First, the Wilcoxon signed-rank test, corrected for false discoveries (7), was used for comparison between baseline parameter values and the mean parameter value under treatment. Subsequently, the Kruskal-Wallis test was applied to identify differences among baseline-to-treatment ratios of the 3 biologics, if parameter dynamics were highly significant in the previous test and more than 159 treatment cycles were available. It was followed by a Mann–Whitney U test between, first adalimumab and etanercept, and, if no significant difference was detected in the first step, secondly between the TNF-α antagonists combined and ustekinumab. Correlation between treatment duration and parameter values in the first 180 days of treatment and for later time points was analysed separately using the Spearman’s correlation test. Binary logistic regression was used to identify predictors of CTCAE III–IV° laboratory adverse events. Data was binned into 90-day bins and baseline for visualization. Heat maps were created using Matlab R2016a (Mathworks, Natick, MA, USA).

Values are given as median and interquartile range (IQR), if not specified otherwise. p-values < 0.1 were considered a trend, < 0.05 significant, and < 0.01 highly significant. Statistical procedures were performed using SPSS 22.0 (IBM, New York, USA).

RESULTS

A total of 199 treatments (113 adalimumab, 63 etanercept, 23 ustekinumab), encompassing a total of 340 treatment-years, were included in the present study. With the exception of previous systemic treatments, patient characteristics were largely similar among the 3 subgroups and are summarized in Table I.


Table I. Patient characteristics

Parameter dynamics

The relative difference between baseline values and mean treatment values was calculated in order to robustly assess global dynamics under treatment. Fig. 1A and Table SI show the median baseline-to-treatment difference of the parameters investigated for all biologics combined (Wilcoxon signed-rank test). Neutrophil granulocyte counts (–10.9%; n = 169, p < 0.001) and lymphocyte counts (+11.4%; n = 169, p < 0.001) changed most considerably. Triglycerides (+9.4%; n = 139, p < 0.001) and GOT (+7.0%; n = 172, p < 0.001) increased moderately. CRP values were left-censored.

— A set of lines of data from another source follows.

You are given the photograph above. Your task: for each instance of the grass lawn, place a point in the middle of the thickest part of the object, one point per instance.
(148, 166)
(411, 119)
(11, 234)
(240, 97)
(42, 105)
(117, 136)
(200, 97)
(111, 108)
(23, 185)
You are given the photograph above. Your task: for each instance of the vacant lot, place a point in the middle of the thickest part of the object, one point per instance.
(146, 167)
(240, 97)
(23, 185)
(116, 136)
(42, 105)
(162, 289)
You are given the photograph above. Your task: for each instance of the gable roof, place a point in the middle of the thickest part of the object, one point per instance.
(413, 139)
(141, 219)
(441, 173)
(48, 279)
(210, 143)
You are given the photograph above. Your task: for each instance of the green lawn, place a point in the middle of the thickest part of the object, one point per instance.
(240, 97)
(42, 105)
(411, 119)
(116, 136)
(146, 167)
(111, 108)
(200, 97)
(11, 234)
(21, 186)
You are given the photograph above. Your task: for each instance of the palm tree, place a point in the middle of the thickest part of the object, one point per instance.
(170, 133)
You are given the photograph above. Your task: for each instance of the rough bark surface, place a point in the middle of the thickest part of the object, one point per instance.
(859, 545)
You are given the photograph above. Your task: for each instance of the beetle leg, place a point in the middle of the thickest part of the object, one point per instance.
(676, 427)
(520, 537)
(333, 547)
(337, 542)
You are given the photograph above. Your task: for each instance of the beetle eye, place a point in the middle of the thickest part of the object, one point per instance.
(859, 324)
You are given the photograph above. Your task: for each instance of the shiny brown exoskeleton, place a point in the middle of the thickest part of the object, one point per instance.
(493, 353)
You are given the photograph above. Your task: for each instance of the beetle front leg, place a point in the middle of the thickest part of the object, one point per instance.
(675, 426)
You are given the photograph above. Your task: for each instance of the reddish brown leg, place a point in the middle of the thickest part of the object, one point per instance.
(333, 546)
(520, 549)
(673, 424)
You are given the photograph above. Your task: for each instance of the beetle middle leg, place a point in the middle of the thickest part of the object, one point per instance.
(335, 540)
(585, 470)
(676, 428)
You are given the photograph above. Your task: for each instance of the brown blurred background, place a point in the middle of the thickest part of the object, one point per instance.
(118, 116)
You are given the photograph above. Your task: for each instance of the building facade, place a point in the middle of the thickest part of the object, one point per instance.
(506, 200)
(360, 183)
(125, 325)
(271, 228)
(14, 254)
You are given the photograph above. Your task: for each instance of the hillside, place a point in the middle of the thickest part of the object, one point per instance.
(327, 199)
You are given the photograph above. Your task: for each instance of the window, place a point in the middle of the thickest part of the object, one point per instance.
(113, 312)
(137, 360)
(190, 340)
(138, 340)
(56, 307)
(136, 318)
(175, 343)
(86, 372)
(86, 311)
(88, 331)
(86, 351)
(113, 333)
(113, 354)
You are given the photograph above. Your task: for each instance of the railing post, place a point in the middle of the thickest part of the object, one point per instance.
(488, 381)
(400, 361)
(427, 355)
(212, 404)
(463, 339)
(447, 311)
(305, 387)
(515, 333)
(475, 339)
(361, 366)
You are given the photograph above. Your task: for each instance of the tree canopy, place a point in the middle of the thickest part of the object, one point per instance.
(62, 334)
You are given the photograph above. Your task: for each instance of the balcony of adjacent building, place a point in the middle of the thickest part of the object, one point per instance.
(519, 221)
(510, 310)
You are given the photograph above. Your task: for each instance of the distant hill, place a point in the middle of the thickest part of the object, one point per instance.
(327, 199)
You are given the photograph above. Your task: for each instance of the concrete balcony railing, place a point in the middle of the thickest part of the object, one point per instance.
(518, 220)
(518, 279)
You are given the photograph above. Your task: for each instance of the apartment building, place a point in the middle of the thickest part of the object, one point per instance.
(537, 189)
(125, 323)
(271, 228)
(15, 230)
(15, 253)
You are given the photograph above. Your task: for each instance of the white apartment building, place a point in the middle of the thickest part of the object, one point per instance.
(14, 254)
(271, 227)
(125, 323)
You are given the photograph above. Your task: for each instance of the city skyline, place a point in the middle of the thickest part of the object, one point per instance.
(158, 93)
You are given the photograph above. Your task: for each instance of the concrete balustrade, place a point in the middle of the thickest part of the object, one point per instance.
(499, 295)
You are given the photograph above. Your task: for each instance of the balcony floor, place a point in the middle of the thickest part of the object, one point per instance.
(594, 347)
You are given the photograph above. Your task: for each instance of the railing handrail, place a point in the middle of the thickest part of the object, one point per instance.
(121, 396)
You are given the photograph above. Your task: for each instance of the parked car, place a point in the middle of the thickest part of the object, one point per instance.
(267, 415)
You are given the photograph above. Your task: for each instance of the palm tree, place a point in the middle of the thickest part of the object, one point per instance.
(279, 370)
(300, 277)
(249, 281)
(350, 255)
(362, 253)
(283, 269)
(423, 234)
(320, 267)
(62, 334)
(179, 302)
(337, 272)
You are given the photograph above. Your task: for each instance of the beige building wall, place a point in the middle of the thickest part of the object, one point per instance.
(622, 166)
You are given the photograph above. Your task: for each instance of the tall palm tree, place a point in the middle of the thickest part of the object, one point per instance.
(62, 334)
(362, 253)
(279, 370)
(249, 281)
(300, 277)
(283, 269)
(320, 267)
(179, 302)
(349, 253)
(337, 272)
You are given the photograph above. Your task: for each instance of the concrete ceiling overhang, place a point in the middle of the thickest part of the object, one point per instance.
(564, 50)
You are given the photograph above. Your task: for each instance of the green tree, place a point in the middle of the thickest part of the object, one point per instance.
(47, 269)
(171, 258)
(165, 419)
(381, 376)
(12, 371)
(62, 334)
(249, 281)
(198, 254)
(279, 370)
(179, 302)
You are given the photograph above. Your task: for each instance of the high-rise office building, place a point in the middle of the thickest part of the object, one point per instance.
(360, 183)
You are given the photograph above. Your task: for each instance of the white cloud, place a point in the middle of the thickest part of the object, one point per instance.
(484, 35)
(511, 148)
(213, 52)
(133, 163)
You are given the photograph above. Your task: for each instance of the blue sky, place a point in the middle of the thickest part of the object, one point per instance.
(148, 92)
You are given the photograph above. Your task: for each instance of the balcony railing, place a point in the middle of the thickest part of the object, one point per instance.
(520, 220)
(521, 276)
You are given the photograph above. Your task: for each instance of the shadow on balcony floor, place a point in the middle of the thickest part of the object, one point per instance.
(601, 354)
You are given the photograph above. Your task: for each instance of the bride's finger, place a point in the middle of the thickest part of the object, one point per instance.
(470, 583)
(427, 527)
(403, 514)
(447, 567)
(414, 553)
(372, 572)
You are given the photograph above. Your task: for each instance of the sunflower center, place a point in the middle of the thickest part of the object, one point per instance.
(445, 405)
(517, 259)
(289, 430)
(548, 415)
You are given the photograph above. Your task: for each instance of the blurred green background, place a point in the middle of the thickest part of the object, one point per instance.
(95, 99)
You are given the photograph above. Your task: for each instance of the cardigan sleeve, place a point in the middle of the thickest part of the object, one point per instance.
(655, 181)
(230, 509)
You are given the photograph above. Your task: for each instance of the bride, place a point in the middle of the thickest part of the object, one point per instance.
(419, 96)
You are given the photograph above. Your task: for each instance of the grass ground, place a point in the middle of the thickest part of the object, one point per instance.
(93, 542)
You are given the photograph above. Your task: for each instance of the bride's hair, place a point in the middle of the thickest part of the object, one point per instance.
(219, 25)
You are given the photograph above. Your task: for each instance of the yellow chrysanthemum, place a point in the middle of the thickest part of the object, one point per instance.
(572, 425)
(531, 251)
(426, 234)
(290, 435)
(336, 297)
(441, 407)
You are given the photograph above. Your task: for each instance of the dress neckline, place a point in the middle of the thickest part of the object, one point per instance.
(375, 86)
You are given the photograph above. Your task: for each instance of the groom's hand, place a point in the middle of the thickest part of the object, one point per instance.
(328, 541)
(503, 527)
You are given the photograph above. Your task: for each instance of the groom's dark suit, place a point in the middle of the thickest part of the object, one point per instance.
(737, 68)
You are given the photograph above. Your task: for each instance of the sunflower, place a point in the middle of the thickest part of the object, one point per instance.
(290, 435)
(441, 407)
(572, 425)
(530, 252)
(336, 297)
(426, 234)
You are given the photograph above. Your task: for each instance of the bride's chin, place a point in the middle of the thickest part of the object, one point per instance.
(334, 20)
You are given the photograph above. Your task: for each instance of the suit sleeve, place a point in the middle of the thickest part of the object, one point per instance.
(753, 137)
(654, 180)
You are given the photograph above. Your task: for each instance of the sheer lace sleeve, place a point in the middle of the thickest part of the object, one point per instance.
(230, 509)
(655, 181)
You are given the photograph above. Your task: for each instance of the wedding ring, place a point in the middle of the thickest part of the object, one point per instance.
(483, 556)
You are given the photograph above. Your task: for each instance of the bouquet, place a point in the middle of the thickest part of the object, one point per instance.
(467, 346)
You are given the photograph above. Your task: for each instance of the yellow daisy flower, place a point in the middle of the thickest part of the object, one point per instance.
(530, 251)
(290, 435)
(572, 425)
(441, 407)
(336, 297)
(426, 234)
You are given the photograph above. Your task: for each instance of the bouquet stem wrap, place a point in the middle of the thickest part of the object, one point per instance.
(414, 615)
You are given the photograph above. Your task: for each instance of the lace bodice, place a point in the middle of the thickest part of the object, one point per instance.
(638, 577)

Fig. 1. Laboratory parameter dynamics. (A) Heat map of baseline-to-treatment relative difference [%] for all biologics (left-hand lane). Baseline-to-treatment relative differences are also shown for tumour necrosis factor (TNF)-α antagonists combined, and the interleukin (IL) 12/23 antagonist ustekinumab, if a significant difference among the individual biologics was found. (B) Lymphocyte counts (median) at baseline and at different time points during treatment for TNF-α and IL 12/23 antagonist treatment, separately. (C) Neutrophil granulocyte and lymphocyte counts as well as triglyceride levels (median and IQR) at baseline and at different time points during treatment for all biologics combined. Leuco: leucocytes; Neutro: neutrophil granulocytes; Lympho: lymphocytes; Thrombo: thrombocytes; Erythro: erythrocytes; Hb: haemoglobin; CRP: C-reactive protein; LDH: lactate dehydrogenase; TG: triglycerides; Chol: cholesterol; GOT: glutamate-oxaloacetate transaminase; GPT: glutamate-pyruvate transaminase; GGT: gamma-glutamyl transferase; BUN: blood urea nitrogen; Crea: creatinine.

Therefore, even though values decreased significantly, the median difference was 0. A significant difference among the individual biologics was only found for lymphocyte count dynamics (p = 0.011, Kruskal-Wallis test) between TNF-α antagonist and anti IL12/23 treatment (p =  0.005, Mann-Whitney U test). Lymphocyte counts increased considerably under TNF-α antagonist treatment (+12.6%; n = 148, p < 0.001), while levels remained stable under anti IL12/23 treatment (±0%; n = 21, p = 0.748; Wilcoxon signed-rank test). Fig. 1B shows median lymphocyte counts of TNF-α antagonist (solid line) and IL 12/23 antagonist treated patients (dashed line) at different time points.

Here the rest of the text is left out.